Sur Terre, les aurores boréales et australes enchantent les cieux par leurs couleurs chatoyantes, fruits de l’interaction entre les particules solaires et les gaz de la haute atmosphère terrestre, concentrée aux pôles, où le champ magnétique canalise ces flux énergétiques. Mais ce spectacle céleste n’est pas l’apanage de notre planète.
Mars, Jupiter, Saturne, Uranus – et même certaines de leurs lunes – présentent des manifestations similaires, dont la diversité continue de surprendre. Sur Saturne, par exemple, les aurores prennent la forme de rayonnements ultraviolets, invisibles à l’œil nu, mais d’une intensité comparable.
Déjà en 1989, la sonde Voyager 2 de la NASA avait survolé Neptune, y décelant des indices d’une possible activité aurorale. Elle avait mis en évidence un champ magnétique singulier, incliné de 47 degrés par rapport à l’axe de rotation de la planète. Depuis, toutes les tentatives pour capter visuellement ces lueurs célestes – y compris avec le télescope Hubble – s’étaient soldées par des échecs.
« Les astronomes cherchent à détecter les aurores de Neptune depuis des décennies, sans succès », a confié au New York Times Henrik Melin, planétologue à l’Université de Northumbria (Angleterre) et coauteur de l’étude.
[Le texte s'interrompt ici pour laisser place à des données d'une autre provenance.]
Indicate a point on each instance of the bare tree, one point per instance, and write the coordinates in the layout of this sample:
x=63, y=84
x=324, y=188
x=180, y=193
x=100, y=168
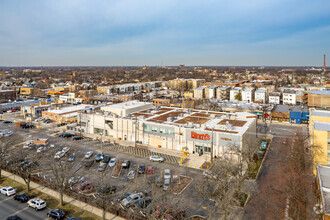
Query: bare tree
x=25, y=168
x=62, y=171
x=6, y=144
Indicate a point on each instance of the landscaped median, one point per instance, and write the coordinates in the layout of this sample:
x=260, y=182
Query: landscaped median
x=72, y=207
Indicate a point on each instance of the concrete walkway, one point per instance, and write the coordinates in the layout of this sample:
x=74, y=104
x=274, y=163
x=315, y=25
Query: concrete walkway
x=66, y=199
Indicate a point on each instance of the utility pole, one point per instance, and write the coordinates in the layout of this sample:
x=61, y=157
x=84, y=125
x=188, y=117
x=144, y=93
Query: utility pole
x=135, y=139
x=212, y=146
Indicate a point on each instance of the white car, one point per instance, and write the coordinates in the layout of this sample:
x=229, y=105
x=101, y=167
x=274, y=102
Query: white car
x=37, y=204
x=8, y=191
x=156, y=158
x=112, y=162
x=59, y=155
x=66, y=149
x=131, y=199
x=88, y=154
x=167, y=174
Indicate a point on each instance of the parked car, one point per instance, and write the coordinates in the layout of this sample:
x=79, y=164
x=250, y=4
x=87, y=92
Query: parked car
x=65, y=135
x=85, y=185
x=66, y=149
x=166, y=184
x=41, y=149
x=107, y=190
x=112, y=162
x=88, y=163
x=99, y=157
x=141, y=169
x=59, y=154
x=22, y=197
x=102, y=167
x=167, y=174
x=150, y=170
x=156, y=158
x=209, y=174
x=37, y=204
x=143, y=202
x=106, y=159
x=8, y=190
x=126, y=164
x=47, y=121
x=88, y=154
x=77, y=138
x=131, y=175
x=56, y=214
x=39, y=119
x=14, y=217
x=72, y=157
x=131, y=199
x=76, y=179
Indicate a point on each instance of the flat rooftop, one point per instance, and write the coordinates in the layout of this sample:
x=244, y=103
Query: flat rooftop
x=69, y=109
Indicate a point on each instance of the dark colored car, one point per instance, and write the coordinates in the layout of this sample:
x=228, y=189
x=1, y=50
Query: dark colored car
x=85, y=185
x=21, y=197
x=65, y=135
x=47, y=121
x=99, y=157
x=72, y=157
x=14, y=217
x=107, y=190
x=88, y=163
x=56, y=214
x=106, y=159
x=125, y=164
x=76, y=138
x=142, y=168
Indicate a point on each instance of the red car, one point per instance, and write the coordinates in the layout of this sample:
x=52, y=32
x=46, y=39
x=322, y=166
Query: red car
x=85, y=185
Un échec que les capacités infrarouges du télescope spatial James Webb (JWST) ont permis de surmonter. « Si le JWST peut observer les premières galaxies de l’Univers, il vaut mieux qu’il soit capable de capter des aurores sur Neptune », a ironisé Heidi Hammel, astronome affiliée à l’Association des universités pour la recherche en astronomie et co-auteure de l’étude. « Et c’était effectivement le cas », s’est-elle réjouie.
Un instrument déterminant pour l’observation
C’est grâce à NIRSpec, le spectrographe proche infrarouge du JWST, que l’équipe a pu observer en juin 2023 les premières aurores de Neptune. Celles-ci, à la différence de leurs homologues terrestres, se manifestent à des latitudes intermédiaires.
Au-delà de l’imagerie, l’analyse spectroscopique a offert des données précieuses sur la composition et la température de l’ionosphère de la planète. Une raie d’émission caractéristique a notamment révélé la présence du cation trihydrogène (H₃⁺), molécule étroitement associée aux phénomènes auroraux. Ces aurores sont visibles, dans les clichés traités incluant les données de Webb, sous forme de taches cyan bien distinctes.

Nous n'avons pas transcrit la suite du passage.